Many babies with simple febrile seizures can avoid spinal tap

Published on January 6, 2009 at 9:50 PM · No Comments

When babies develop a fever high enough or abrupt enough to cause a seizure, frightened parents often rush them to the emergency room, where their workup frequently includes a lumbar puncture (spinal tap) to rule out bacterial meningitis.

Now, in the largest study to date, researchers at Children's Hospital Boston find that this uncomfortable procedure is probably not necessary in well-appearing children who have had a simple febrile seizure. Findings are published in the January issue of Pediatrics.

Simple febrile seizures – a generalized seizure lasting no more than 15 minutes and not recurring within 24 hours – are common in infants and young children, affecting 2 to 5 percent of children 6 months to 5 years old. "This means we might see at least one case per day in the emergency room," says Amir Kimia, MD, of Children's Division of Emergency Medicine and the study's first author. "When it's a first event, it's pretty scary for parents – they usually call 911."

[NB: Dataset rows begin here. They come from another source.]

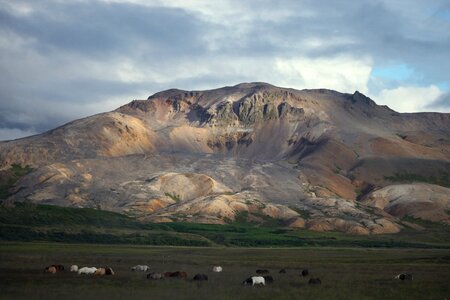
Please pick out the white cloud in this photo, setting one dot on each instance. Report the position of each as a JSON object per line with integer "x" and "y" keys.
{"x": 345, "y": 74}
{"x": 408, "y": 98}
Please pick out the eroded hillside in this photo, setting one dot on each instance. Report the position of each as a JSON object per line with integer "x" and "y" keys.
{"x": 253, "y": 152}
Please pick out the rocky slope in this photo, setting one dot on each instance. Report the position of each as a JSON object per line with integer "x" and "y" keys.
{"x": 314, "y": 159}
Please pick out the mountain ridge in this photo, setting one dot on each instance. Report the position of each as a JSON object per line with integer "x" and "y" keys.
{"x": 274, "y": 152}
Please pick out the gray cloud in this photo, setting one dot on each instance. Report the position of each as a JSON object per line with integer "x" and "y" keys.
{"x": 62, "y": 61}
{"x": 441, "y": 103}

Current American Academy of Pediatrics recommendations, issued in 1996, call on physicians to consider doing a lumbar puncture in children 12 to 18 months old with a first simple febrile seizure and to "strongly" consider lumbar puncture for infants 6 to 12 months old. But when Amir and colleagues reviewed the medical charts of 704 babies seen at Children's emergency department for a first simple febrile seizure between October 1995 and October 2006, they found no cases of bacterial meningitis in either age group.

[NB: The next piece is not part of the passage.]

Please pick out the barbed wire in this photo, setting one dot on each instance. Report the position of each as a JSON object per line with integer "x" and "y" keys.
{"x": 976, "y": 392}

Of the 704 babies, 271 (38 percent) underwent lumbar puncture. Of these, 10 babies (3.8 percent) were found to have an elevated white-blood-cell count in their cerebrospinal fluid, indicating a possible viral infection, but no pathogen was identified in cerebrospinal fluid cultures, and no patient was diagnosed as having bacterial meningitis.

This is the first large-scale study to focus specifically on 6- to 18-month-olds, who are considered to be at highest risk for bacterial meningitis. The findings are consistent with those of previous small-scale studies in this young age group and studies that included children up to age 6.

Lumbar puncture requires local anesthesia and often sedation. "It is a safe procedure with an extremely low rate of complications," says Kimia. "But it's a needle and it's not fun. We're trying not to do it unless it's absolutely necessary."